Cultural Anthropology

Brooke Hansen (3 credits)

Brooke Hansen is a cultural and medical anthropologist who introduces students to the broad area of cultural anthropology through films, readings, field trips and reflections on our own cultures and practices. Cultural anthropology encompasses many subfields and this course will focus on gender across the globe (some cultures have 4 or 5 gender categories!), magic and religion, human cultures and the environment, and the many health and healing practices we see around the world, from shamanism in Nigeria to acupuncture in China and reiki in Japan. We adopt broad and holistic perspectives to all of these areas of study.

The course promotes reflection on how globalization is a major process that influences non-western cultures and our own. What does it mean to have the McDonald’s arches symbolize America from India to Serbia? When we eat sushi in America, are we learning about Japanese culture? When musical genres like hip hop and rap spread to other cultures, is it the same as the American forms? 

Anthropology also specializes in understanding indigenous cultures and the contemporary issues and struggles they face. In the Ithaca area, it was the Haudenosaunee (or Iroquois) Confederacy and their ancestors that called this place home for thousands of years. Everyone in America lives on land that an indigenous Native American tribe at some point in time called home.

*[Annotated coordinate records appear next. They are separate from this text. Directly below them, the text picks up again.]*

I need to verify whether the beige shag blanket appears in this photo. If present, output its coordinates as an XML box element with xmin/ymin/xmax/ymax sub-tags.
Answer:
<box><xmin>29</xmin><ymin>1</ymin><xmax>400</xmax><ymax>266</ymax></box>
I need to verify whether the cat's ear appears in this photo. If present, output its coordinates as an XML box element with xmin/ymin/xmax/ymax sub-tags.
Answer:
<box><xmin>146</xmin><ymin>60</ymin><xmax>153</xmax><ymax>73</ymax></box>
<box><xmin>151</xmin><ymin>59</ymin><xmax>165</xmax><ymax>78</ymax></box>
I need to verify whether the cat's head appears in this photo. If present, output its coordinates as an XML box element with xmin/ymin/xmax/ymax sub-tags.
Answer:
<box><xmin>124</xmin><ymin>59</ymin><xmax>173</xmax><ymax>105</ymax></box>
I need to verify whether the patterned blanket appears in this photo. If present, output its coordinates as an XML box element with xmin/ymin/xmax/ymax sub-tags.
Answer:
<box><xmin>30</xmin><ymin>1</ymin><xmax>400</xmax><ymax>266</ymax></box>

We will explore the homelands of class participants and also examine the status of indigenous peoples in Africa, Australia, Brazil and the Pacific.

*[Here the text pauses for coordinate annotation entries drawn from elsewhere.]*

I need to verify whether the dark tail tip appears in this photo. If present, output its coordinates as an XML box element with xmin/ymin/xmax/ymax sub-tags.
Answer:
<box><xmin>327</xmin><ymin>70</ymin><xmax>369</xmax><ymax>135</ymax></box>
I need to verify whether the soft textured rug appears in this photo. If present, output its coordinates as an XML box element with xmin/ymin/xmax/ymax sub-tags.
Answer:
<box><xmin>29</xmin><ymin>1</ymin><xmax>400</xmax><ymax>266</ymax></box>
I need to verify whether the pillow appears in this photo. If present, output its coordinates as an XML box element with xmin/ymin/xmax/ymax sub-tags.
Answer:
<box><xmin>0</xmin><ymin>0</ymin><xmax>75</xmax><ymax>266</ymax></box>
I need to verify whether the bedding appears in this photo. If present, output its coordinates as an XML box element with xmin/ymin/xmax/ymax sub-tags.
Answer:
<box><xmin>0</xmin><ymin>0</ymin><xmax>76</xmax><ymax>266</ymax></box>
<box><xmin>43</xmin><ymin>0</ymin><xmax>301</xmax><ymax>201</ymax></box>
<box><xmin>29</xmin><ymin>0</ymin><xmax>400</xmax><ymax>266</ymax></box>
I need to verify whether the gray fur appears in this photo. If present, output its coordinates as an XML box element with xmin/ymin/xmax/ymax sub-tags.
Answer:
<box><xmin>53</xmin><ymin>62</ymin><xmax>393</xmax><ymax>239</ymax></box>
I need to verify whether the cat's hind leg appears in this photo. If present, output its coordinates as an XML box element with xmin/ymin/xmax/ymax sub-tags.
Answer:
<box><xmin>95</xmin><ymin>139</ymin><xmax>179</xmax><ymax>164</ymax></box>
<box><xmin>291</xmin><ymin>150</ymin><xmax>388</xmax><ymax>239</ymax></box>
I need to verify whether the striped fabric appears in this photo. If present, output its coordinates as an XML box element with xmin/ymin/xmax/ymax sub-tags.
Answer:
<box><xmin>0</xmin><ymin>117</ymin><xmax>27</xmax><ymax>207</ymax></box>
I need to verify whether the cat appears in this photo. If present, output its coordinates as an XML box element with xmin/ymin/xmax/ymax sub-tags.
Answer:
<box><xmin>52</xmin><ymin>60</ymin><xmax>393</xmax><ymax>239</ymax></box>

Special features of the class for summer 2012 include field trips to local sites that reflect course themes, including the Ithaca Free Clinic and a trip to Cayuga SHARE Farm to learn about the return of this Native American culture, a member nation of the Haudenosaunee Confederacy, to their homeland around Cayuga Lake.

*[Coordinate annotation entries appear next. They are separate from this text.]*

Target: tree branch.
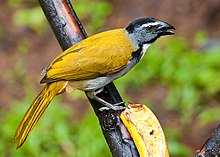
[38,0,139,157]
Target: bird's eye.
[146,26,153,31]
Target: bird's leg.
[86,88,125,111]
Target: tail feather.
[14,81,68,149]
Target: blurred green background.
[0,0,220,157]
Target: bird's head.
[125,18,175,48]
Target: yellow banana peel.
[120,104,169,157]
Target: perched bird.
[14,18,175,148]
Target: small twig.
[38,0,139,157]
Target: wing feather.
[41,29,134,83]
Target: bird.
[14,17,175,149]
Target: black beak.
[155,22,175,36]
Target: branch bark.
[38,0,139,157]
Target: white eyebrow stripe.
[141,21,160,27]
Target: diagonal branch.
[38,0,139,157]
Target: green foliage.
[13,6,46,33]
[8,0,112,34]
[198,107,220,126]
[116,38,220,123]
[115,33,220,157]
[73,0,112,34]
[165,128,193,157]
[0,87,110,157]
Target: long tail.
[14,81,68,149]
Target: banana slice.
[120,104,169,157]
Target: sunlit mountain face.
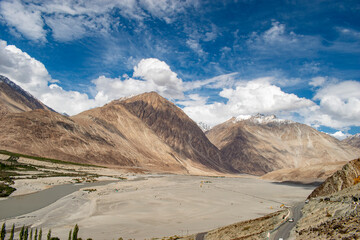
[0,0,360,139]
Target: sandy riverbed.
[0,175,312,239]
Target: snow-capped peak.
[234,113,294,124]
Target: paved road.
[195,232,207,240]
[272,202,304,240]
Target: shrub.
[0,223,6,240]
[72,224,79,240]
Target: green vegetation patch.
[0,183,16,197]
[0,150,106,168]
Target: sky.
[0,0,360,139]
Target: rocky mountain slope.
[261,161,347,184]
[0,86,226,174]
[0,75,49,116]
[309,159,360,198]
[206,115,360,175]
[292,159,360,240]
[120,92,234,172]
[342,133,360,148]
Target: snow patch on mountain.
[233,113,294,124]
[197,122,211,132]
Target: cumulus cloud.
[92,58,184,103]
[330,131,351,140]
[184,78,315,125]
[304,81,360,129]
[309,77,326,87]
[0,40,184,115]
[0,40,100,115]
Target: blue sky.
[0,0,360,138]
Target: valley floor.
[0,160,314,240]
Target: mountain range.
[0,76,360,178]
[206,114,360,175]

Anthropology's usefulness to other disciplines such as medicine, tourism, education, economic development, communication, biology, conflict resolution studies, and human resource management will also be presented.

Professor Hansen is the Coordinator for Native American Studies at Ithaca College and she co-coordinates the Integrative Health Studies minor. Her scholarship over the past decade has included an activist anthropology project returning land to the Cayuga Nation and local work in establishing the Ithaca Free Clinic, one of the few free clinics in the country that include integrative services such as herbalism, acupuncture and massage. Hansen is an Associate Professor in Ithaca College's Department of Anthropology.